Testing apps that use mix.exs for config during compilation

One of my projects uses the config in mix.exs during compilation to specialise the generation of a set of functions. But I’m not sure how to test this part of the app since the app is compiled before tests run (of course).

Any ideas on how to build a test harness that will allow me to change configuration, recompile and then run tests?

Use case: My lib reads json files representing a locale definition (number formats, date/time formats, pluralisation and so on) during compilation. To optimise performance, I read these files at compile time, do some parsing and generate a bunch of functions. There are 514 locales so doing this for the full data set isn’t helpful except for testing. So the required locales are configured in mix.exs and only those locales are compiled into the code. When a requested locale is configured but not available it is also downloaded and then processed. I need to test changing the configuration, confirming unit tests and testing locale downloading.

2 Likes

I typically have the functions that need the configuration receive the configuration instead of calling Mix.Project.config or similar directly. This way, you can test them as usual and you just need to worry about the Mix integration in one particular moment (which will likely be from a Mix task or similar anyway).

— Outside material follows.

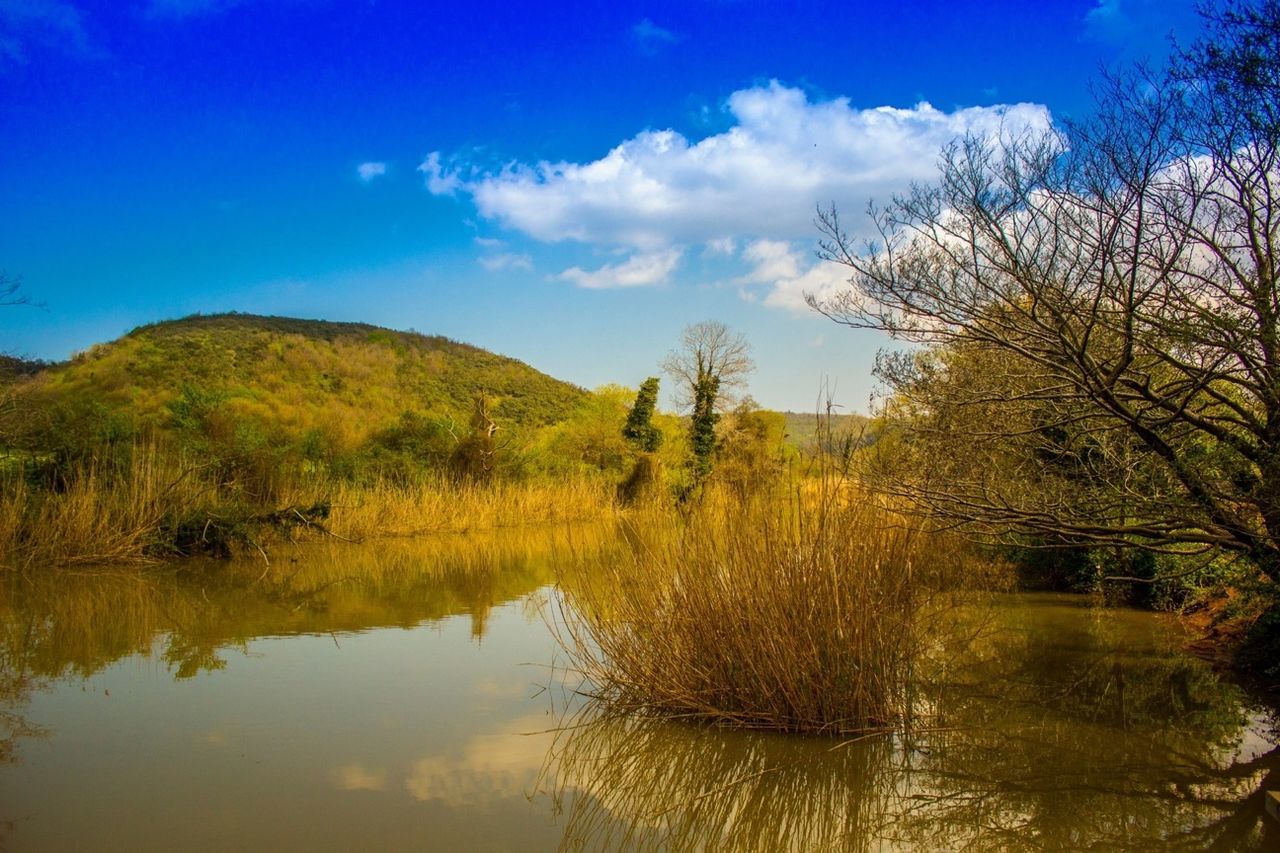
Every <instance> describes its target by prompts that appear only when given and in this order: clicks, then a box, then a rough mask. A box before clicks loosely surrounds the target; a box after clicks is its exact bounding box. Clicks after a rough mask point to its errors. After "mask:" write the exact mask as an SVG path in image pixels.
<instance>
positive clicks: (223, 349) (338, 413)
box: [31, 314, 586, 447]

If you really want to test it, then you can look at how Phoenix tests its new project generator, which means setting up a temporary directory and running mix commands with System.cmd. Those are expensive though, so I would recommend 1 or 2 integration tests and still finding a way to check multiple configurations in isolation.

2 Likes

José, thank you as always. I have decoupled the configuration in the way you suggest and the test coverage I have is pretty good. The major area which I can’t cover using ExUnit (as best I can tell) is the situation when I need to test the code that at compile detects that a locale isn’t present, downloads it and then generates functions from it - all during the compilation phase.

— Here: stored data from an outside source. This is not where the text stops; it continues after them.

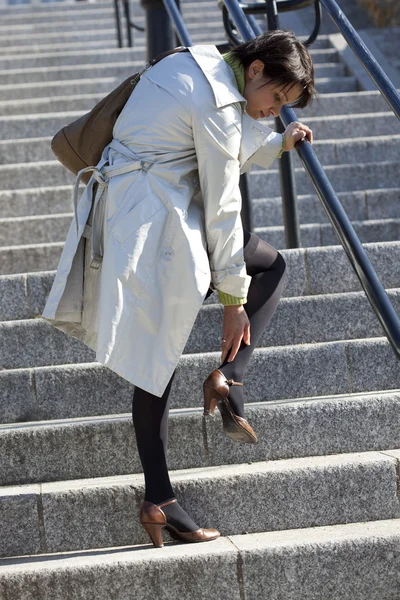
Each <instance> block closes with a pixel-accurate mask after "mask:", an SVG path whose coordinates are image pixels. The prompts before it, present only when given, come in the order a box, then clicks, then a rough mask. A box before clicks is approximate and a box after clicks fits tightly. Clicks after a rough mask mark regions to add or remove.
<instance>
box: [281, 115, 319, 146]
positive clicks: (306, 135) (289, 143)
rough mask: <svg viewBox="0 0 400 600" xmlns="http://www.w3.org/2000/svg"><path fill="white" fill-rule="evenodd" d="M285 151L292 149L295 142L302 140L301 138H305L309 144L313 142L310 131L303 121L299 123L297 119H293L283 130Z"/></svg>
mask: <svg viewBox="0 0 400 600" xmlns="http://www.w3.org/2000/svg"><path fill="white" fill-rule="evenodd" d="M284 135H285V151H289V150H293V148H294V146H295V144H296V143H297V142H298V141H299V140H302V139H303V138H307V139H308V141H309V142H310V144H312V143H313V135H312V131H311V129H310V128H309V127H307V125H304V124H303V123H299V121H293V122H292V123H290V124H289V125H288V126H287V127H286V129H285V131H284Z"/></svg>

I was trying to avoid setting up a special test harness but I’ve already had a couple of ‘bad’ hex releases because of this test gap so I think i need to sort it out now.

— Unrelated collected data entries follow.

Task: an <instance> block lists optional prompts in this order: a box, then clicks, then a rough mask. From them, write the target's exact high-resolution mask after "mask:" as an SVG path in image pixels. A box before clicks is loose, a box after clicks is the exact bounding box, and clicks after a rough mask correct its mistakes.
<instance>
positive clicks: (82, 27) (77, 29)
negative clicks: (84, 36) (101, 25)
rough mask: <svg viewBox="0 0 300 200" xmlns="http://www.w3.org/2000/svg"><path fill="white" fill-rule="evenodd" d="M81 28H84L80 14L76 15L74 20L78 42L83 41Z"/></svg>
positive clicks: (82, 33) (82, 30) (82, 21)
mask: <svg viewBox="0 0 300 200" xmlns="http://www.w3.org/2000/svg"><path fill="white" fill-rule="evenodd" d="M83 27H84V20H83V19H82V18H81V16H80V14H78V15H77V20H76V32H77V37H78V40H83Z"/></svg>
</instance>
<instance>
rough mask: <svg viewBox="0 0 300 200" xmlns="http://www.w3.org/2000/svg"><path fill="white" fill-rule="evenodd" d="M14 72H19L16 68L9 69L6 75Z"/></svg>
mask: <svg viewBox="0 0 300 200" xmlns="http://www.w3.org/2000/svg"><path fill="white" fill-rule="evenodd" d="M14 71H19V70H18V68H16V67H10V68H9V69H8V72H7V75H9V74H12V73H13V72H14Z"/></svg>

I’ll check out what Phoenix does as you suggest. This would be a test run just before a release so the lengthy test cycle is ok. Anyway, conditionally compiling 514 locales, which then automatically generates nearly 12,000 tests isn’t exactly speedy either :slight_smile:

1 Like

Hi, I’m dealing with a similar problem while testing a library I’m working on. I’m not sure what you mean with this. Can you please provide an example?